June 2020 — IFRS Foundation Trustees agreed that their intention would be to conduct a public consultation about whether and how the Foundation should play a role in sustainability standard-setting.
July 2020 — Eumedion, an investor body, called for the IFRS Foundation to evolve to include a standard-setter for non-financial information.
On this front, the IFRS Foundation issued its IFRS Consultation Paper on Sustainability Reporting, also in September 2020. The Consultation Paper that was developed based on work by a Task Force the Foundation Trustees set up. It recommends creating a new Sustainability Standards Board (SSB) under the governance structure of the IFRS Foundation to develop global sustainability standards.
The IFRS Consultation Paper addresses a wide range of issues related to global reporting and the parties involved. Among the consultation questions posed was the task force’s recommendation that ‘the objective of the SSB would be to develop and maintain a global set of sustainability-reporting standards, initially focused on climate-related risks. Such standard-setting would make use of existing sustainability frameworks and standards …’
Following on from the issuance of the IFRS Consultation paper, the parties to the Statement of Intent also issued an Open Letter to Erik Thedéen, Director General of Finansinspektionen, Sweden, Chair of the Sustainable Finance Task Force of the International Organization of Securities Commissions (IOSCO).

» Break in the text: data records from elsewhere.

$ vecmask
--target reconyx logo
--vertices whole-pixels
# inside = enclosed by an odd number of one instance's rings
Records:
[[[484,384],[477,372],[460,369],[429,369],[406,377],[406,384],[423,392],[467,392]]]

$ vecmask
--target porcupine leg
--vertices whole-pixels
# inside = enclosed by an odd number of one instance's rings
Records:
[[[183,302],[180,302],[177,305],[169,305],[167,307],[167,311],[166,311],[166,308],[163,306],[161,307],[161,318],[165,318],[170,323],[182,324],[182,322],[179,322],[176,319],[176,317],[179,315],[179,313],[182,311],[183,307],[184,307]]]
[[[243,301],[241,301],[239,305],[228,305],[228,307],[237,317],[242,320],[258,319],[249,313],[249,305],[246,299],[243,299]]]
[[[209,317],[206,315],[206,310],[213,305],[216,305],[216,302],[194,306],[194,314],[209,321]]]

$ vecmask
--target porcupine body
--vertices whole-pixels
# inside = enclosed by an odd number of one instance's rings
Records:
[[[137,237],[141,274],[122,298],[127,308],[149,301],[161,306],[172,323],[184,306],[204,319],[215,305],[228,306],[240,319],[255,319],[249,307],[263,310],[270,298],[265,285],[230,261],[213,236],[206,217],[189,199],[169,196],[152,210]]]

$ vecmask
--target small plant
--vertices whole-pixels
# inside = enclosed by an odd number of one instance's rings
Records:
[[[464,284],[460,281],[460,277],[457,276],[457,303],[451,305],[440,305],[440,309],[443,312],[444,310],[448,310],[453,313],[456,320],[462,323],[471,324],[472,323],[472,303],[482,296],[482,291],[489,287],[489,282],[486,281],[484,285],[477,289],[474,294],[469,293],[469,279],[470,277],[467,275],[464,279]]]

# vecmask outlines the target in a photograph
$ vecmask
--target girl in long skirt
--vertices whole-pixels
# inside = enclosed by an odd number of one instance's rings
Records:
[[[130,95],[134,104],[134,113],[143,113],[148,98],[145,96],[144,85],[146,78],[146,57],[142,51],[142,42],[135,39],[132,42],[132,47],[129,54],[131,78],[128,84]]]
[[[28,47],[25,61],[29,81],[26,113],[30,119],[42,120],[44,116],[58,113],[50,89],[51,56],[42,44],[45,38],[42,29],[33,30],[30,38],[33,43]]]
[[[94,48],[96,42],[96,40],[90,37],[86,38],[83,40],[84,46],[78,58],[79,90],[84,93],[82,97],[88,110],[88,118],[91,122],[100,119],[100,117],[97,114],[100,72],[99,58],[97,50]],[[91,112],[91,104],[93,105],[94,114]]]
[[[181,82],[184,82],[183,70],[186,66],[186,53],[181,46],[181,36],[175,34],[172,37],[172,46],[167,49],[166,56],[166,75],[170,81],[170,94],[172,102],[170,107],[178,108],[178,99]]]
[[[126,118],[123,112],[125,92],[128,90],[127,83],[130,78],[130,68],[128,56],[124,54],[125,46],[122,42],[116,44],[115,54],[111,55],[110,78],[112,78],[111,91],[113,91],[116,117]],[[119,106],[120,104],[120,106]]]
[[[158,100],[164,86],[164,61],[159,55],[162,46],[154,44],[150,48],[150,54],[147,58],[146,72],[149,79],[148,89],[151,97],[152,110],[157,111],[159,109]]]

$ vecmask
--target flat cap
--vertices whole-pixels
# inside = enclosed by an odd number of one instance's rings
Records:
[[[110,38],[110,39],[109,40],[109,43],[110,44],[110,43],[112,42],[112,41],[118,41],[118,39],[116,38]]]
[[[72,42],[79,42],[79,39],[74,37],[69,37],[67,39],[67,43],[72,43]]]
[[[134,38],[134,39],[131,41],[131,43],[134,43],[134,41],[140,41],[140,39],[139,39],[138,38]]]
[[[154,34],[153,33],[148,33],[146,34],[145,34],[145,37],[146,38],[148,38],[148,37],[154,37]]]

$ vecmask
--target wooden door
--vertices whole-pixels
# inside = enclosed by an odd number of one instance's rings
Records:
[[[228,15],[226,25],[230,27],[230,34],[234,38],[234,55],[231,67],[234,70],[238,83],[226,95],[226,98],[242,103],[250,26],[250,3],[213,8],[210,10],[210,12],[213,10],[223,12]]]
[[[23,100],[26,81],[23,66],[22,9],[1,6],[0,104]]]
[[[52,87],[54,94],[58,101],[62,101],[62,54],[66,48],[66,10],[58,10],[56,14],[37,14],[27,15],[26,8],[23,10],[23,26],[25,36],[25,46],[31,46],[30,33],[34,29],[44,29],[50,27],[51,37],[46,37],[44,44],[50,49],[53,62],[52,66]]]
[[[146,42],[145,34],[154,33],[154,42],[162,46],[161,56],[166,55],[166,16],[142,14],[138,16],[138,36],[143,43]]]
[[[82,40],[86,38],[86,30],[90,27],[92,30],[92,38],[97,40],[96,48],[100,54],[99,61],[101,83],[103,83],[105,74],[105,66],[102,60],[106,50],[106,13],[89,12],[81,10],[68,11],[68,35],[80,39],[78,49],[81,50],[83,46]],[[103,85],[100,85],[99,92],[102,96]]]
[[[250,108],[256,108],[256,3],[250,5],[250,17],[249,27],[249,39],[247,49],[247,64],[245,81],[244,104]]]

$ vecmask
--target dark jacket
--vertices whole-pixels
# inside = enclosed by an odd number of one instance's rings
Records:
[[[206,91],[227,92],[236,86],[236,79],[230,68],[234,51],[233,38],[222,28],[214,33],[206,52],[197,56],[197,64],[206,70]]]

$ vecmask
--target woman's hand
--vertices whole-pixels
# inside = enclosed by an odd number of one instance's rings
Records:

In the letter, the Statement of Intent and the proposed formation of a Sustainability Standards Board by the IFRS Foundation are identified as steps leading to a global architecture for comprehensive corporate reporting.
A ‘key element of this architecture is a conceptual framework for connected reporting, which should facilitate the critical interconnections between financial and sustainability information that is material for enterprise value creation’. This notion of a separate conceptual framework for connected reporting, in addition to conceptual frameworks for both financial reporting and for non-financial reporting, was highlighted as part of the ‘ultimate vision for interconnected standard setting for corporate reporting’, in the Accountancy Europe approach highlighted above.
Following consultation feedback, in March 2021, the IFRS Foundation Trustees announced their intention to produce a definitive proposal (including a road map with timeline) by the end of September 2021, and leading to an announcement on the establishment of a sustainability standards board at the meeting of the United Nations Climate Change.
A working group to accelerate convergence in global sustainability reporting standards focused on enterprise value has been set up. It will provide technical recommendations, including further development of a prototype built on the Task Force on Climate-related Financial Disclosures (TCFD) recommendations, as a potential basis for the new board to build on existing initiatives and develop standards for climate-related reporting and other sustainability topics. This includes working with standard-setter organisations of the Financial Stability Board’s TCFD, the Value Reporting Foundation (IIRC and SASB), CDSB, GRI, CDP and with World Economic Forum (WEF).